“All I know is that I wanted to see what the insides of these animals looked like,” says serial killer Jeffrey Dahmer, recalling his teenage pastime of finding animals and cutting them up. The opening scene of My Friend Dahmer – the new film about his school years – has Jeffrey (Ross Lynch) stare out of a schoolbus window at a dead carcass lying mangled in the road. Later, Dahmer shows two teenagers his collection of dead animals kept in jars of acid.

These gruesome early experiences could be seen as tame compared to the 17 murders he committed between ’78 and ’91, many of which involved rape and dismemberment, but the film’s foreshadowing is frightening enough, as writer-director Marc Meyers slowly reveals certain snapshots of Dahmer’s adolescence – developing like polaroid pictures. He goes to school like everyone else, feels awkward like everyone else, tells jokes like everyone else – and we know what he’s going to grow up to become. But what is most disturbing about the film is not Dahmer’s insanity, but his normality.

my friend dahmer movie poster

Based on the graphic novel-memoir by John Backderf, who befriended Dahmer at school, the film tracks Jeffrey’s coming-of-age in ‘70s Ohio. He lives with his encouraging but inadequate father (Dallas Roberts) and clinically anxious mother (Anne Heche), who constantly fight with one another. After seeing an interior designer with cerebral palsy (Adam Kroloff), Dahmer impersonates him at school – referred to as “spazzing out”. This leads him to be ingratiated into John Backderf’s (Alex Wolff) group of friends, who “spaz out” with him and start a Dahmer Fan Club.

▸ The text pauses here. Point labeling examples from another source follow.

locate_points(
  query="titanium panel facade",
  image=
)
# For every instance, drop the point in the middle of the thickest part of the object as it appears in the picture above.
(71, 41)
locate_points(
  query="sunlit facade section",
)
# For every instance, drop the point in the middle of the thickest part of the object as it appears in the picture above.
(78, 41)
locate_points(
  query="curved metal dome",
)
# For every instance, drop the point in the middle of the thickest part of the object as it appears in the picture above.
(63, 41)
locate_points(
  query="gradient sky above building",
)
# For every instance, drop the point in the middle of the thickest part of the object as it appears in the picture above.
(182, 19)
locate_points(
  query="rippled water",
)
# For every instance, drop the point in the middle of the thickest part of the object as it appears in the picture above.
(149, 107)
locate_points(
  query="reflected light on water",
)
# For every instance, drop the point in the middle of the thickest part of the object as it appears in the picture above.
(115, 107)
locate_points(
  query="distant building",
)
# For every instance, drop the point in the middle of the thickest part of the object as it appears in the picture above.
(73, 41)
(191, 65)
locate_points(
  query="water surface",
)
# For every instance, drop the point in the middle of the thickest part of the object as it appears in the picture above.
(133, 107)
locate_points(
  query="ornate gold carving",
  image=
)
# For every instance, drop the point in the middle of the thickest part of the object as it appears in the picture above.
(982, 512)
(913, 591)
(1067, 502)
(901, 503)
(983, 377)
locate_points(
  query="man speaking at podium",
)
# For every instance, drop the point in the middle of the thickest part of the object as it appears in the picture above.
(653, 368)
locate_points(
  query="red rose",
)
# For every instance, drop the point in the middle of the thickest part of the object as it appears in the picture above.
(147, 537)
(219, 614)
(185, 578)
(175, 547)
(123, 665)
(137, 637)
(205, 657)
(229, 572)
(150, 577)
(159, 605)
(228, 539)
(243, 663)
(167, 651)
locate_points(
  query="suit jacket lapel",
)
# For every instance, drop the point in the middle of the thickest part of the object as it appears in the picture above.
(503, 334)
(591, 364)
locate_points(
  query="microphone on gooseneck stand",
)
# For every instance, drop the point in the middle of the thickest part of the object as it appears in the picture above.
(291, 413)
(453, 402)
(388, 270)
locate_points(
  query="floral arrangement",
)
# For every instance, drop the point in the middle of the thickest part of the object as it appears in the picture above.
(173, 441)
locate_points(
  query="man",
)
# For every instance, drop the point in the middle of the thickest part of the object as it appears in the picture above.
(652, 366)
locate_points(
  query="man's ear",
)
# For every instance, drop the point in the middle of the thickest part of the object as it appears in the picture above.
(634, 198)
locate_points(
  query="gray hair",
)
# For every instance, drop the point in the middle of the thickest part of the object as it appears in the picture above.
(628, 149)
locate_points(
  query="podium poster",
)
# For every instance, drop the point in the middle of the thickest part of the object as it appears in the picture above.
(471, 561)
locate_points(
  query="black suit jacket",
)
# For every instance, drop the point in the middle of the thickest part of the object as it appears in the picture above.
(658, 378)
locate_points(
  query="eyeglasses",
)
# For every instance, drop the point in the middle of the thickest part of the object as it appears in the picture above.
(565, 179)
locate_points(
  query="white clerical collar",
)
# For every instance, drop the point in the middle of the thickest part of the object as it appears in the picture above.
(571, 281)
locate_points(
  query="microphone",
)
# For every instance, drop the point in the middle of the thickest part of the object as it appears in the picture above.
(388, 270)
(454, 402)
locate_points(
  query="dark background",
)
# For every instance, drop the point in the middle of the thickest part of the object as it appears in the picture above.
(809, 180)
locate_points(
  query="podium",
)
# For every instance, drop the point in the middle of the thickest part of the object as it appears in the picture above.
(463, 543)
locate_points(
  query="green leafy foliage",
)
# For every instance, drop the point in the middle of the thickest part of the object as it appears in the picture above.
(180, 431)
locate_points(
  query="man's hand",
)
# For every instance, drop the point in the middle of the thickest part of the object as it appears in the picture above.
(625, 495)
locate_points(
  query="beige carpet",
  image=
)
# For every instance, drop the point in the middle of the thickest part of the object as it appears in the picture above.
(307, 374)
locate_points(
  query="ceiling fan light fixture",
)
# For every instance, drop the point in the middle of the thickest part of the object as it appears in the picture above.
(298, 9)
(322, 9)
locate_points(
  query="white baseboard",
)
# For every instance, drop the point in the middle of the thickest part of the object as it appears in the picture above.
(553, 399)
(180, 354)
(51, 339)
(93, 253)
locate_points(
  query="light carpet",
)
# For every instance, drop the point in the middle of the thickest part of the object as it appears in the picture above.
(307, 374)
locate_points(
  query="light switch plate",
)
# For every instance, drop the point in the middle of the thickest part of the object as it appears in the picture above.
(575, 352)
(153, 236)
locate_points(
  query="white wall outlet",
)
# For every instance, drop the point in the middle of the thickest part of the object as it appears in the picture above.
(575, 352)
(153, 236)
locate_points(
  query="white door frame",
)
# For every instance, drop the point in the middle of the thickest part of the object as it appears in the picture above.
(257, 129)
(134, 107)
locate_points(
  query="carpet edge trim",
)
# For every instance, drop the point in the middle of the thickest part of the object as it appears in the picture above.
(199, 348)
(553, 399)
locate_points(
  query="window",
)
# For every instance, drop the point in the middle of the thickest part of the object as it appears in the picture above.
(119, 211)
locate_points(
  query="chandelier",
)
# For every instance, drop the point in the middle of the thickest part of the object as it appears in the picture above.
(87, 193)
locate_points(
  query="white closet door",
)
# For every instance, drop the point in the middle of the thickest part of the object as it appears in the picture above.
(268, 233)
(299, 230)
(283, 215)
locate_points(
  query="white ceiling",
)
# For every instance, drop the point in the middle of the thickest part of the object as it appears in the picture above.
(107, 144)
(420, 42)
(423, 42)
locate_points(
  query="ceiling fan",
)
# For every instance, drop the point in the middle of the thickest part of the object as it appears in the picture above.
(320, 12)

The film unfolds a bit like Lars von Trier’s early Dogma ’95 film The Idiots, where a gang would also gather together and pretend to be spasticated. Jeffrey uses this exaggerated and offensive display to get closer to people. But although it’s bizarre and troubling to watch, we can’t help but compare it to our own playground memories – using shocking jokes to make our friends laugh. In this respect, is Jeffrey really different from the other kids? I suppose preserving dead animals and plotting to murder joggers would make you beg to differ, but that’s kept mostly to himself. Interacting with him, shaking his hand, you’d think he was odd but not a savage killer.

There’s rarely a shot in Daniel Katz’s brooding cinematography that doesn’t have Jeffrey in it, fleshing out Ross Lynch’s dark and icy performance. He often floats subtly into frame like a phantom. Lynch isn’t totally emotionless (making the character even more frightening), but it’s not long before he returns to his natural, ominous stare. We’re almost afraid that he’ll glaze his eyes towards us, see us, and come after us in our comfortable cinema-seats.

Marc Meyers is scaldingly, perfectly patient in his writing and direction – never feeling the need to rush. Every scene, every line, every sound is like fire coursing through your bones. One scene in particular – towards the end – is so stretched and tense that it’s as if Jeffrey has absorbed you into the screen. My Friend Dahmer joins Mindhunter and the recent Lynne Ramsay thriller You Were Never Really Here as a psycho-drama that doesn’t rely on blood to grab you by the throat. The hard reality of Jeffrey Dahmer grows like an open wound inside our souls, bleeding long after we’ve left the cinema. I’m still healing.